Against this vision, York University’s Stefan Kipfer argues for the social and ecological benefits of broader democratic coalitions: “To win out against the real, if contradictory pleasures of our car culture, transit has to offer an exciting way of experiencing urban life. The beast so central to capitalism as we know it, “homo automotivis” … will only die out with a renewed transit culture: being together with others in anonymity and encountering fellow inhabitants not simply through kinship and self-selected sub-cultures but through the unexpected encounters of urban living. Fostering such an exuberant – curious, open, and generous – public culture of being “in solitude without isolation” will require that many of us relearn the capacity to live outside privatized, atomized and sanitized environments. This is not impossible. A recent survey by the Pembina Institute reveals that most Greater Toronto Area residents would happily trade their cars and bungalows for walking, transit and denser living arrangements if they could afford it. After decades of worsening congestion and ‘world-class’ commuting delays, Torontonians seem to have become more intolerant of car-led sprawl and more receptive to more open and public forms of urban life. This makes it possible to think of a transit culture beyond the central city spaces where transit is already a fact of life for the majority of inhabitants. If not from personal experience, we know promising elements of living in large cities from movies, literature, and music: the syncopated rhythms of street life and mass transit, the promise of independence from domestic life, the excitement of bustling crowds, the bouts of unexpected camaraderie among strangers.”

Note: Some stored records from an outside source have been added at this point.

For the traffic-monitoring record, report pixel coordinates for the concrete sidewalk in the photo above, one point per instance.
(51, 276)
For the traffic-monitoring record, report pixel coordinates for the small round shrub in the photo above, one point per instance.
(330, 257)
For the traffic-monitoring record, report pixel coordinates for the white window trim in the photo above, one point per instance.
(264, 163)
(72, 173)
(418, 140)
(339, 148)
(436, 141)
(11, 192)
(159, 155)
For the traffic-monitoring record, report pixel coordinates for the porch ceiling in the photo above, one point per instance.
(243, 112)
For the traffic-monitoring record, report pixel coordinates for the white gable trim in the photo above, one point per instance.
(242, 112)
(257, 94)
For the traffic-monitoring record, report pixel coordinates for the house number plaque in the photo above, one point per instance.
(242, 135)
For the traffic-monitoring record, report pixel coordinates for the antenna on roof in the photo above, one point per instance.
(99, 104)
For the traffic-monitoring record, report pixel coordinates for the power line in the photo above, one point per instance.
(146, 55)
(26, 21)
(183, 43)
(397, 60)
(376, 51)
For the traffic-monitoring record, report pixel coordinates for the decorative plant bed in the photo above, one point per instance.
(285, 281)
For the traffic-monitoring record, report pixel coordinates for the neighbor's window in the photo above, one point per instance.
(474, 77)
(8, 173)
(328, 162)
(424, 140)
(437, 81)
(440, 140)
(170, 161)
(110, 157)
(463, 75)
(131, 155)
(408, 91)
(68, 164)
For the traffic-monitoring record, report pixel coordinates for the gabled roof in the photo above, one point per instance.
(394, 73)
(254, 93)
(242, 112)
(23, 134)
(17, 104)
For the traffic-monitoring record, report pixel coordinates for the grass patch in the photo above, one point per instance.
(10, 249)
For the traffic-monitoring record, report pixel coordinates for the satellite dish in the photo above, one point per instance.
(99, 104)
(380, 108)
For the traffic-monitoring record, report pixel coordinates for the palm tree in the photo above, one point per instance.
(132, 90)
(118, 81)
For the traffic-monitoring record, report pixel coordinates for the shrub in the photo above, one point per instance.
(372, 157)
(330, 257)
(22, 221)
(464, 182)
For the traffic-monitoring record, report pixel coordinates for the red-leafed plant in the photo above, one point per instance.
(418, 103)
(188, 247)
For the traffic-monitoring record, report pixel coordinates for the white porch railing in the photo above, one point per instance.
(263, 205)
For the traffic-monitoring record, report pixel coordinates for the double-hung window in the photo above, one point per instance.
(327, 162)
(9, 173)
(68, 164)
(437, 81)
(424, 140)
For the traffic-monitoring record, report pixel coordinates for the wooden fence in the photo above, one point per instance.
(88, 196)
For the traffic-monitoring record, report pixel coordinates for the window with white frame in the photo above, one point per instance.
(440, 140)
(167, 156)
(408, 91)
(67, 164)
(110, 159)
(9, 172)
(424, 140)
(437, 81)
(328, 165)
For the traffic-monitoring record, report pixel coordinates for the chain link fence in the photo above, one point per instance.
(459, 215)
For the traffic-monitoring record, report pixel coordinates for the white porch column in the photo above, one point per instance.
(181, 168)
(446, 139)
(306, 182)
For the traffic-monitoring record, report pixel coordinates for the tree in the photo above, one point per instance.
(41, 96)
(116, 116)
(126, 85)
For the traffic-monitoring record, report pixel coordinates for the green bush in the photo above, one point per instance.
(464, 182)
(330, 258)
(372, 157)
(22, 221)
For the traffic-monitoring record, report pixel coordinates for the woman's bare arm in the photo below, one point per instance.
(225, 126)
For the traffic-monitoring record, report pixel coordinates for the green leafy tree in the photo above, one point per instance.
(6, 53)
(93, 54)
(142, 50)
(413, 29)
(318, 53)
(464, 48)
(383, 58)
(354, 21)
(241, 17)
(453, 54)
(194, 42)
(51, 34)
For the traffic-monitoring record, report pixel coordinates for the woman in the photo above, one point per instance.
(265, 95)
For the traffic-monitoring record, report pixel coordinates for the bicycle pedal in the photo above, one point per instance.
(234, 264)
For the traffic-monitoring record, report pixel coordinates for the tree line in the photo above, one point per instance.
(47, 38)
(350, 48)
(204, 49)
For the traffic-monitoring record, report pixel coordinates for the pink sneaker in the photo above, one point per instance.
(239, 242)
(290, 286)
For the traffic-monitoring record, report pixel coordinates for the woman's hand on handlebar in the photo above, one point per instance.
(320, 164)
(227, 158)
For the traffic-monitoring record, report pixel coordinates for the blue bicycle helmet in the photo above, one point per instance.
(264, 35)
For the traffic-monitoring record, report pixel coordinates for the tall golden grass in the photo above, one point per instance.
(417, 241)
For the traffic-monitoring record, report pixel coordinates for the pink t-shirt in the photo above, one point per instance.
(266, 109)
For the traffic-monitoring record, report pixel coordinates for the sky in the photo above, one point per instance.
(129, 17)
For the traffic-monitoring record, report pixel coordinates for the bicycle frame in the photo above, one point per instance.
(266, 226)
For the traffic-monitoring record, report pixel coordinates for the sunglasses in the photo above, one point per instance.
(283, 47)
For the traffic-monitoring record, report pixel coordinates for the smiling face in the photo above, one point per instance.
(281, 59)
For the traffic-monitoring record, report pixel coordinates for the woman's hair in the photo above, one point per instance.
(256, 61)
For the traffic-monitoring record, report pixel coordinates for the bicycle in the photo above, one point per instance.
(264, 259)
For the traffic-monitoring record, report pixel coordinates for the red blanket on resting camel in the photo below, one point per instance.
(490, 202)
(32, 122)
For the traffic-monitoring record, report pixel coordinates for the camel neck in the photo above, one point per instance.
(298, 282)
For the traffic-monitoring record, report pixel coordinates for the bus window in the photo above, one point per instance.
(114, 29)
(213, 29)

Such generous, exploratory sentiments cannot be assumed, as John Rocker’s hateful diatribe illustrates. Yet there are members of different ethnicities who value diversity and are willing to experiment with emerging styles of dress, food, urban design and other dimensions of the complex human experience. Their instincts can be cultivated and encouraged. Progressives from different ethical and political backgrounds can gain from and aid this process by presenting the contrasting secular and religious roots of their social justice commitments while acknowledging the gaps and limits of their own fundamental beliefs. Success in promoting an egalitarian agenda depends on but also encourages greater openness to difference. When transit expansion is part of a broader full employment politics, the greater economic security thus assured can create a climate less hospitable to exclusionary identities and rigid ideologies.
Such achievements are never final. Coalitions on behalf of a fundamental right to mobility can be expected to germinate new challenges and visions. Nonetheless, arguably the receptivity to change and difference Kipfer so eloquently describes can and has been cultivated, and such cultivation is essential to the politics of transit.
Discontent with the solipsistic, time consuming culture of the automobile is no longer limited to residents of a highly cosmopolitan city like Toronto. Even the world’s most caraholic culture is shifting. Bill McKibben recently pointed to a poll conducted by the Natural Resources Defense Council that “suggests that [public transit] would be popular with the public, 59 percent of whom believe that the US transportation system is “outdated, unreliable and inefficient.” Americans also want to be less dependent on cars. Today, 55 percent prefer to drive less, but 74% say they have no choice, and 58% would like to use public transportation more often, but it is not convenient or available from their home or work.”
Osterwell wonders: “What would cities look like with bikes, buses and even subways truly run by their citizens? For now, the question is pie-in-the-sky, but public transit truly run by the public and for the public would make cities more equitable, more green and less prone to temperamental whims — of market forces and politicians alike. If we start imagining and building these systems today, we can start building the cities we’d like to see in the future.”
Ultimately sustainable public transit systems require creating or revitalizing public space and thus democracy itself. A more vibrant democracy can help shape systems that in turn strengthen our democratic commitments.